I’m trying to be more intentional with money. I earn enough to cover expenses and savings, but I’m curious if I can be smarter by learning from others. My monthly outflow is around Rs 2.5 lakh — Rs 65,000 on a home loan, Rs 18,000 car EMI, Rs 50,000 in SIPs, Rs 20,000 toward an emergency fund, Rs 12,000 on pet care, and usual spends on groceries, utilities, and lifestyle. I’d love to understand how others approach their finances: Do you use fixed ratios or flexible buckets? Any mental frameworks or systems that work for you? And what’s one financial habit you wish you’d adopted earlier in your journey?

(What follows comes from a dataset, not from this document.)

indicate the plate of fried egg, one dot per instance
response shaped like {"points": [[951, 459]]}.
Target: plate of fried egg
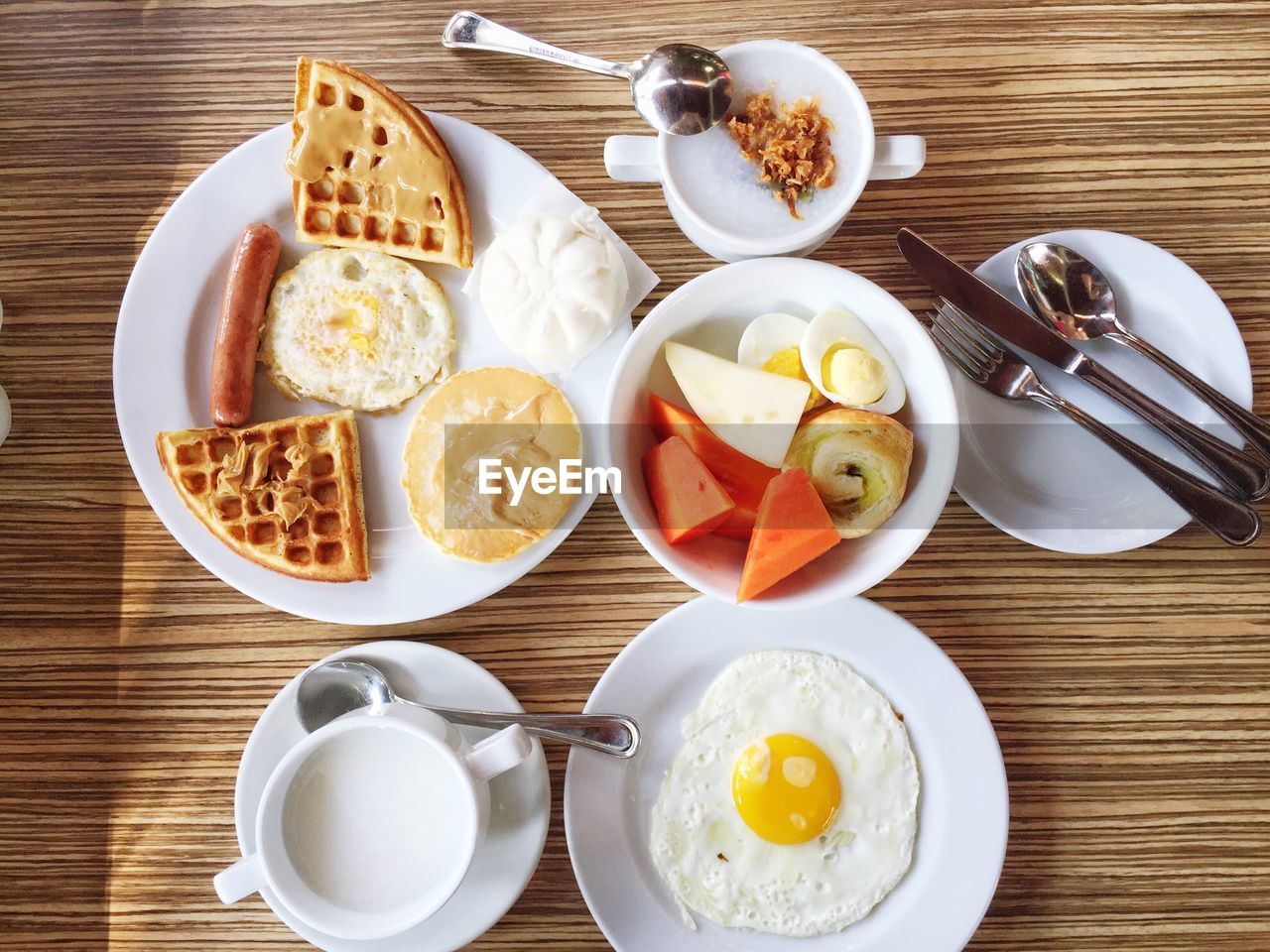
{"points": [[826, 779], [305, 347]]}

Advice by Akhil Rathi, Head – Financial Advisory at 1 Finance
Cashflow planning is a very important component of financial planning, yet many tend to ignore it because it appears to be a simple matter of inflow and outflow. However, managing outflows effectively requires a clear understanding of needs versus wants, as well as awareness of one’s own financial behaviour. There are various thumb rules such as 50:30:20 or 60:40, but the right approach depends on individual lifestyle and life stage, which can change over time.
Spending behaviour plays a critical role; if it is high, particularly on wants, it will directly impact the ability to invest. Key ratios such as Expense-to-Income and Investment-to-Income are important from a financial planning perspective. It is equally essential to evaluate whether an expense is truly necessary. SIPs should not be treated as expenses, as they build investments, and EMIs should not be seen as expenses when they help reduce debt and create assets.
In practice, effective cashflow planning also means anticipating irregular or seasonal expenses — such as insurance premiums, travel, or festival spending — and setting aside funds in advance. Building this foresight into your plan prevents sudden cash crunches and avoids reliance on high-interest credit. It’s also wise to periodically review your cashflow to adapt to income changes, life events, or evolving financial goals.
Cashflow planning is not about restricting spending, but about directing it with purpose. When every rupee is assigned a clear role, whether for living needs, asset building, or future goals, you create a system where money consistently supports your priorities. This clarity not only improves financial outcomes but also reduces stress, as you gain control over both short-term needs and long-term aspirations.